In all professions in which you have a lot to do with people, you should be flexible, empathetic, open-minded and patient. The well-being of your patients is very important to you and their health is your goal. You will develop an individual treatment plan for each patient. In addition, you get to know the patients better in conversation, listen to their wishes and ideas, but also their fears and worries. You use movements to observe their deficits. You will determine if they are physical, or use exercises, for example memory training or tasks. This will test orientation and concentration. You can assist them with mental illnesses, development deficits or disorders of social behavior. If you work in a clinic, you work in close contact with doctors and other therapists. As a team, you develop an individually tailored therapy concept for each patient. 

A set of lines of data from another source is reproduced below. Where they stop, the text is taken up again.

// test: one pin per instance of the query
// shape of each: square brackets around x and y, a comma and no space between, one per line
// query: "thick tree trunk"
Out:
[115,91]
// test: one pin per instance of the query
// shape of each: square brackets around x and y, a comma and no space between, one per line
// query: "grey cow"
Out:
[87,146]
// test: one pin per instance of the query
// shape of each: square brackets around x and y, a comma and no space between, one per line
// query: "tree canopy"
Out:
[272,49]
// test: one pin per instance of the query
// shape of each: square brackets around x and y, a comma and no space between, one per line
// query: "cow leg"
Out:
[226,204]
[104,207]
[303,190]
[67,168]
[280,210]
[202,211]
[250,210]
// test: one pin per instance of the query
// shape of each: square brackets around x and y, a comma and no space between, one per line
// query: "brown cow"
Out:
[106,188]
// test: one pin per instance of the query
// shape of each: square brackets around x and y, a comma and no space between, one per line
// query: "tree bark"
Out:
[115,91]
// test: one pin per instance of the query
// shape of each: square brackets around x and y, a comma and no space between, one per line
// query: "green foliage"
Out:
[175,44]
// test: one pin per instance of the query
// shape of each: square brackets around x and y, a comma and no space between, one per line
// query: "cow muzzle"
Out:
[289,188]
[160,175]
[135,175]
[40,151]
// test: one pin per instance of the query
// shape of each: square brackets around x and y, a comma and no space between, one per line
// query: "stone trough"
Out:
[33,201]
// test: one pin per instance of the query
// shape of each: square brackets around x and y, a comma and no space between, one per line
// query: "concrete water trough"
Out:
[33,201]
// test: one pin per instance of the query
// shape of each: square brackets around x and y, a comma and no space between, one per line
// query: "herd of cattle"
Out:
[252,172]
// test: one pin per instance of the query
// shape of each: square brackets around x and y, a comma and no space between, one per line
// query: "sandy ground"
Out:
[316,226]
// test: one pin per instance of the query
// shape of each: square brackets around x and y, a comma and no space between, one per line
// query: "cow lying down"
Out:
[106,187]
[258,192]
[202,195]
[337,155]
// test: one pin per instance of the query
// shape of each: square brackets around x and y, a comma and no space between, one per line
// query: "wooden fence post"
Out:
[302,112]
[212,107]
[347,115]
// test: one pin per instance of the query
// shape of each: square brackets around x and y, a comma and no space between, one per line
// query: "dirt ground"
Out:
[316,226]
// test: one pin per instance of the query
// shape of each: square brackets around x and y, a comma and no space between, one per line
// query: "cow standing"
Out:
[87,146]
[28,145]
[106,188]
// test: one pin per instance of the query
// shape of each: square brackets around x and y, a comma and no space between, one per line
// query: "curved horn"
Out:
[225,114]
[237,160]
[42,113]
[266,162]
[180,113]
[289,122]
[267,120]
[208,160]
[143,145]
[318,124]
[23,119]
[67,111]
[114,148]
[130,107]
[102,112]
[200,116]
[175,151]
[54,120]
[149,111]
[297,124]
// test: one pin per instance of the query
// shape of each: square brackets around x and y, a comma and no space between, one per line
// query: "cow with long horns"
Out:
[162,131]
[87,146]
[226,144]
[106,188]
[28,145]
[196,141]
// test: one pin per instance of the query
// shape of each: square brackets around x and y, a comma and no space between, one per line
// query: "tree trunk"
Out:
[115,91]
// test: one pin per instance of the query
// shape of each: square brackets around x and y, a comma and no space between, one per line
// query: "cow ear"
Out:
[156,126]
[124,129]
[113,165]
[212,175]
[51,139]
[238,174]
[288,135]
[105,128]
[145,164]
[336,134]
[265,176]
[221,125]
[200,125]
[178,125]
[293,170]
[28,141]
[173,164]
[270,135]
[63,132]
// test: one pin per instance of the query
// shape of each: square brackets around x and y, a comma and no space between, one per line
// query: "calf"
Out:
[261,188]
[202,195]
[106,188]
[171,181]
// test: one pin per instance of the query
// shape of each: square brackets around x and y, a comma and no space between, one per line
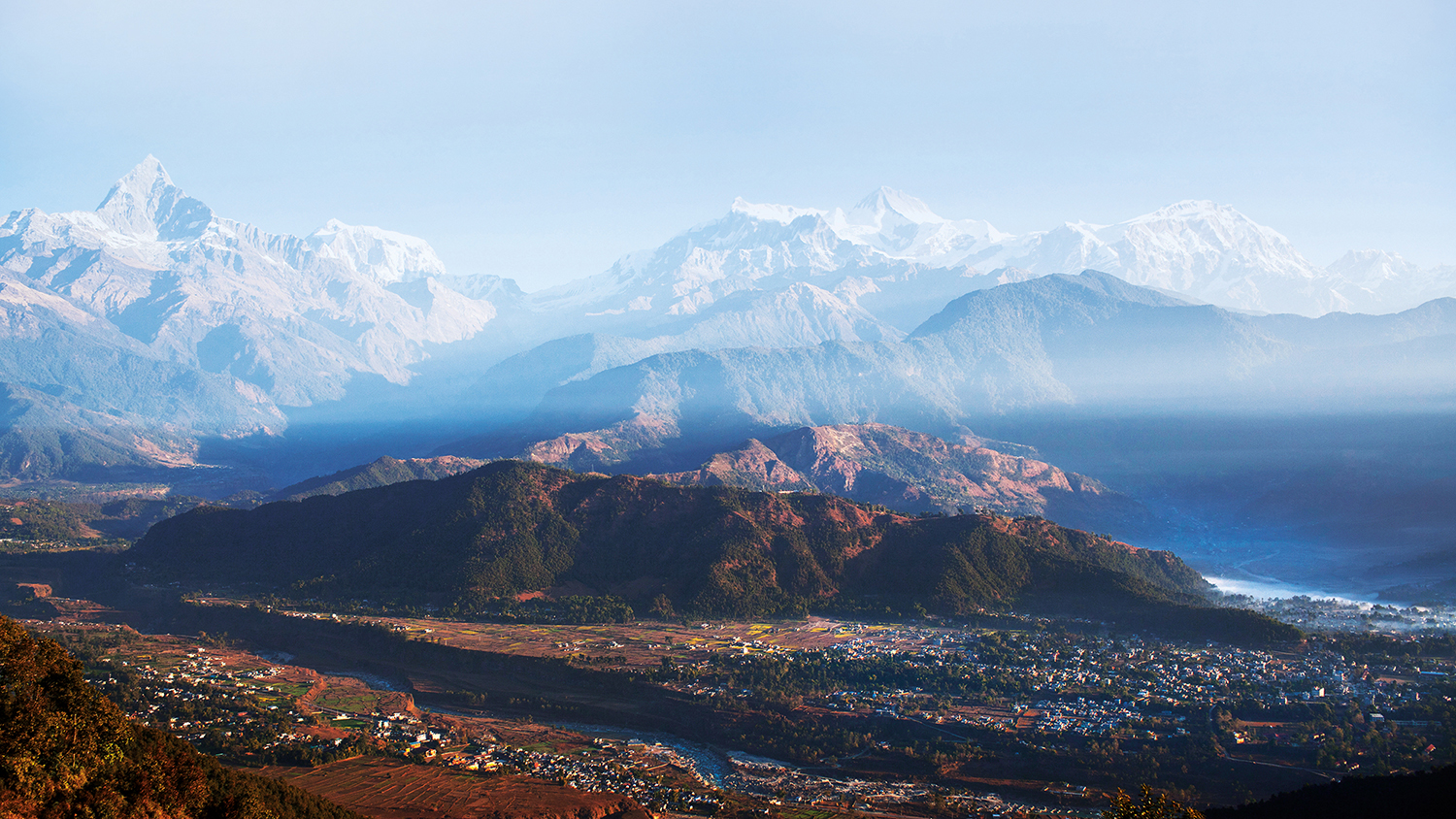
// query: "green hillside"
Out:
[67,751]
[513,527]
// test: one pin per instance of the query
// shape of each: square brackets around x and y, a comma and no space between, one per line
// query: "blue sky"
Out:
[544,140]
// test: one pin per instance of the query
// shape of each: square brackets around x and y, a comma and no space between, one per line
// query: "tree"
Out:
[1150,806]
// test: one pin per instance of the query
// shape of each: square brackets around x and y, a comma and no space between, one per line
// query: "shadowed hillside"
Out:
[514,528]
[67,751]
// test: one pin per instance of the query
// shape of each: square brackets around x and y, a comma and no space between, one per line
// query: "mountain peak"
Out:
[771,213]
[1196,209]
[383,255]
[873,209]
[145,203]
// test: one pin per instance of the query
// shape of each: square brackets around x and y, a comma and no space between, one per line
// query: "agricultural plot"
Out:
[390,789]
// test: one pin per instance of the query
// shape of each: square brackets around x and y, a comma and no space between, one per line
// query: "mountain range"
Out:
[1089,343]
[151,334]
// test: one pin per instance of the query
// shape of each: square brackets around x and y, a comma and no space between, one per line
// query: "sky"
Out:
[545,140]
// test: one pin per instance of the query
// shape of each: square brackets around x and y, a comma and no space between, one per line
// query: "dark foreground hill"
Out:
[67,751]
[381,472]
[515,528]
[913,472]
[1397,796]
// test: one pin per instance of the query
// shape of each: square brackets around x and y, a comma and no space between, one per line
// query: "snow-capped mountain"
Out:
[1202,249]
[1377,281]
[890,242]
[900,261]
[294,316]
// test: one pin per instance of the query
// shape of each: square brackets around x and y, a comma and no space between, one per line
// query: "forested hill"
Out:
[515,527]
[67,751]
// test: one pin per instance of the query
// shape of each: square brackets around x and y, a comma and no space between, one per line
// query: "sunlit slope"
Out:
[517,527]
[67,751]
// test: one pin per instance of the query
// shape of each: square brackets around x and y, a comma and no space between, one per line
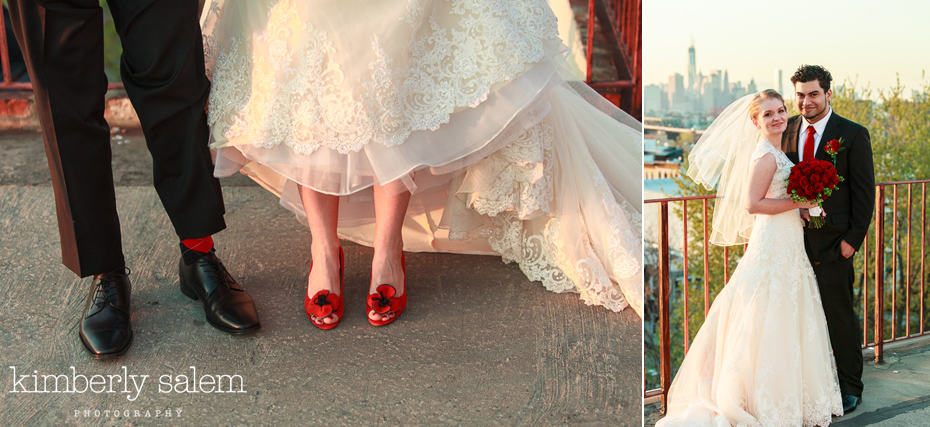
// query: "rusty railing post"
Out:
[665,361]
[879,274]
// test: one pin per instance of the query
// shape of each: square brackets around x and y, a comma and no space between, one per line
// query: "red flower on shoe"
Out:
[380,302]
[323,304]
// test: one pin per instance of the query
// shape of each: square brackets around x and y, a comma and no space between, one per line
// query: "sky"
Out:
[869,43]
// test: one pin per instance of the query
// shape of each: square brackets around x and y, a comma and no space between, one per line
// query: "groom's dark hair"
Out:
[808,73]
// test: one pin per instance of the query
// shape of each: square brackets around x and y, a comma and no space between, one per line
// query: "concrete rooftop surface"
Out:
[479,344]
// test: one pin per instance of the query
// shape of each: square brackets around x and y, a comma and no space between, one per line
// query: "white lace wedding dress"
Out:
[462,102]
[762,357]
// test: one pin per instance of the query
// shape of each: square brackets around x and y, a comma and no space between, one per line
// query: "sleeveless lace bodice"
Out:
[778,189]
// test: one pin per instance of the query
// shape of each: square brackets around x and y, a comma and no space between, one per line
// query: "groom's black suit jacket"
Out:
[849,209]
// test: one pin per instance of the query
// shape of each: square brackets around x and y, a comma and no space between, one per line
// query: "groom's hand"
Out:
[846,249]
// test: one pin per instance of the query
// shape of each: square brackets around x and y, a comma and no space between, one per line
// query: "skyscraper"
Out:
[692,70]
[779,82]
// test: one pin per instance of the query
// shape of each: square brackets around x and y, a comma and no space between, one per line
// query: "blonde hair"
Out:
[756,102]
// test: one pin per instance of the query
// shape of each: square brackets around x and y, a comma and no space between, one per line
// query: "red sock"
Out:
[203,244]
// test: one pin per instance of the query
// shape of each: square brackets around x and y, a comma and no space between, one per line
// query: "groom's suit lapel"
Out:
[830,132]
[792,139]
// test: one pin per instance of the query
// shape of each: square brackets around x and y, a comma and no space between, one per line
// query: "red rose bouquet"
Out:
[814,180]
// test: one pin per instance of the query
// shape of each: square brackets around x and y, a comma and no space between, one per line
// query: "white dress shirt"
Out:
[818,132]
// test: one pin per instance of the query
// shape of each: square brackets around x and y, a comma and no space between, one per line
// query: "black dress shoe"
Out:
[227,306]
[105,330]
[850,402]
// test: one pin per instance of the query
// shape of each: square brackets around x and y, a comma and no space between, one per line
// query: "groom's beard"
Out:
[815,116]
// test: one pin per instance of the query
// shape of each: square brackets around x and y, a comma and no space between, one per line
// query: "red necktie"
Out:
[809,144]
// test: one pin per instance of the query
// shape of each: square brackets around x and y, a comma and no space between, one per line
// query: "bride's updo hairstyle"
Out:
[762,96]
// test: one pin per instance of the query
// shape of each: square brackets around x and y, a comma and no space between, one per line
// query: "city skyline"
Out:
[869,55]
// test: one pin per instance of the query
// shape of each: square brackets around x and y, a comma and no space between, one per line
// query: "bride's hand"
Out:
[805,205]
[805,215]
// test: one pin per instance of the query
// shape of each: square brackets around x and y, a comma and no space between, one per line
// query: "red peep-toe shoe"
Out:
[324,302]
[384,302]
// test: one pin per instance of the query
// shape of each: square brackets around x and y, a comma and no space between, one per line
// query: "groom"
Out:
[848,214]
[162,68]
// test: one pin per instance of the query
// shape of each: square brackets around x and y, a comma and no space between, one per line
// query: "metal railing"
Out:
[621,24]
[906,276]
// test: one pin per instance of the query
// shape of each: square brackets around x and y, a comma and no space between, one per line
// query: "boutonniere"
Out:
[833,148]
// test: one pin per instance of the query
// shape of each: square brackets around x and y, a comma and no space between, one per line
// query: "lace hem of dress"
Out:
[437,75]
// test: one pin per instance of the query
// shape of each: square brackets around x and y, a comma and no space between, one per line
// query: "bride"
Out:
[430,125]
[762,356]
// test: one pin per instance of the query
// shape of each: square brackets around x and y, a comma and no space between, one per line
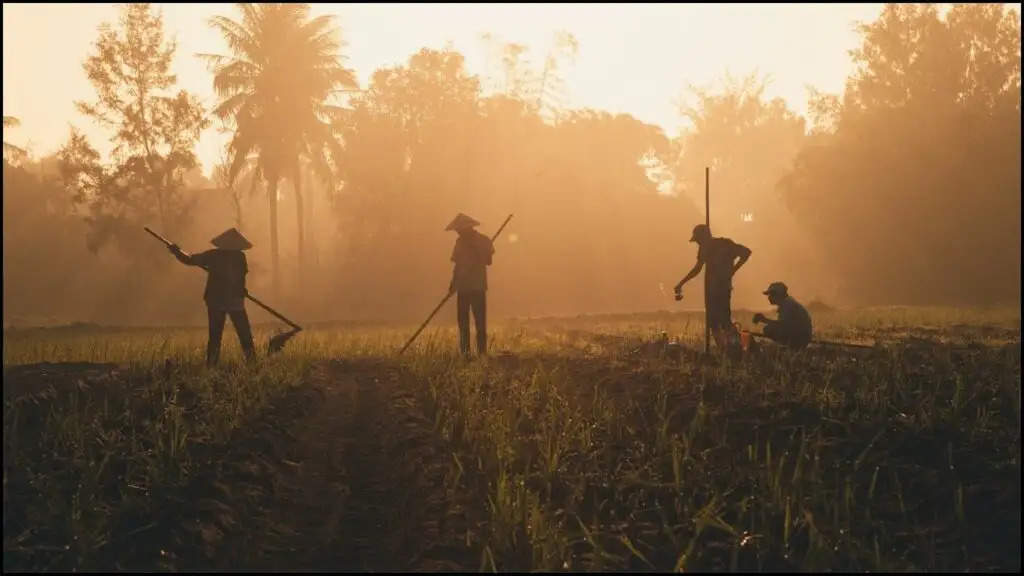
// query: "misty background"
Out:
[902,189]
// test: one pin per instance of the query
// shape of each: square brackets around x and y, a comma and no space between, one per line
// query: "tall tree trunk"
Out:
[300,220]
[314,253]
[275,271]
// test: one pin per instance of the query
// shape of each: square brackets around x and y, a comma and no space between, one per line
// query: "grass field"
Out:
[580,444]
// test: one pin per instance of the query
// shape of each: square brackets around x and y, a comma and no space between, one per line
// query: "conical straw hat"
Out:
[461,221]
[231,240]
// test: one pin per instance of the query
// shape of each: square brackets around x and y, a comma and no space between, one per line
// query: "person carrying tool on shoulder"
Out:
[472,255]
[721,256]
[225,289]
[794,325]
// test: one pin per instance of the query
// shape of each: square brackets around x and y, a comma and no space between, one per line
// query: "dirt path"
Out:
[353,483]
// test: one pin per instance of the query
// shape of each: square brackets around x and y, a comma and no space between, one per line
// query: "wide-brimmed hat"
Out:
[461,221]
[231,240]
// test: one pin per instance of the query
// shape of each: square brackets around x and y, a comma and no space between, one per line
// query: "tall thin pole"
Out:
[707,283]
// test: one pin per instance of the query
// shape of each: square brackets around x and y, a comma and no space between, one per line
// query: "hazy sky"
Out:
[634,58]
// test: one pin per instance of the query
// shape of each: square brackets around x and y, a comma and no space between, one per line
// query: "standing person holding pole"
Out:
[453,285]
[723,257]
[225,289]
[472,254]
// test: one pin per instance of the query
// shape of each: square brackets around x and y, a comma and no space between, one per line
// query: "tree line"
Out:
[903,189]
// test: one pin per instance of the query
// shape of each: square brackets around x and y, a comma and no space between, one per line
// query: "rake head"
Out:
[279,340]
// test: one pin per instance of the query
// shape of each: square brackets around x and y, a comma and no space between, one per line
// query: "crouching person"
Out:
[225,289]
[794,325]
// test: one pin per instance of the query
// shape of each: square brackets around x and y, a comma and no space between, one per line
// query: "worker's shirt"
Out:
[794,319]
[719,255]
[472,255]
[225,281]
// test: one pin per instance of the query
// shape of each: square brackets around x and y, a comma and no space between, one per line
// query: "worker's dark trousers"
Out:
[477,300]
[241,321]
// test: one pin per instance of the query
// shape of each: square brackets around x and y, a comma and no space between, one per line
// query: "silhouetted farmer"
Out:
[472,255]
[720,254]
[225,289]
[794,325]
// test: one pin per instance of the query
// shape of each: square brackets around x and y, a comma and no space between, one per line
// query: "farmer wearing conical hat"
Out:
[472,255]
[225,289]
[723,257]
[794,325]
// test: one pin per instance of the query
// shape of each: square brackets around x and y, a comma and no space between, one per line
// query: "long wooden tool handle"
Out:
[449,295]
[821,342]
[425,322]
[273,312]
[248,295]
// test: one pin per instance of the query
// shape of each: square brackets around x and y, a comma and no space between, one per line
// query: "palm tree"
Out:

Biological-medical expertise

The medical specialties in which you will work as a future occupational therapist are: 

  • Neurology: For example, you treat patients after a stroke and train them with simple everyday movements. Many people have to relearn due to a temporary failure of the brain’s musculoskeletal system. You will also endeavor step by step to reintegrate your patients into everyday working life.
  • Psychiatry: You work with people who suffer from mental illnesses in a playful way. To help them perceive others and yourself and train social-emotional skills. These may have been lost or are less pronounced in children with developmental delays.
  • Geriatrics: You also treat aging people. For example, you can arrange activities in old people’s homes. These can be those that stimulate movement in order to maintain everyday skills or memory training to prevent dementia.
  • Pediatrics: You also treat children, for example with developmental deficits in the sequence of movements (motor skills). Or, for example, with neurological disorders such as ADHD. You support school children in planning their everyday school life. You are in close contact with the parents and give tips on how to cope with everyday activities. Through targeted training of fine motor skills, for example, the child learns to write cleanly and legibly.
  • Orthopedics and rheumatology: In the event of paralysis or amputations, you train with patients to perform movement sequences. Also, for example, to do without body parts by having other body parts take over these functions.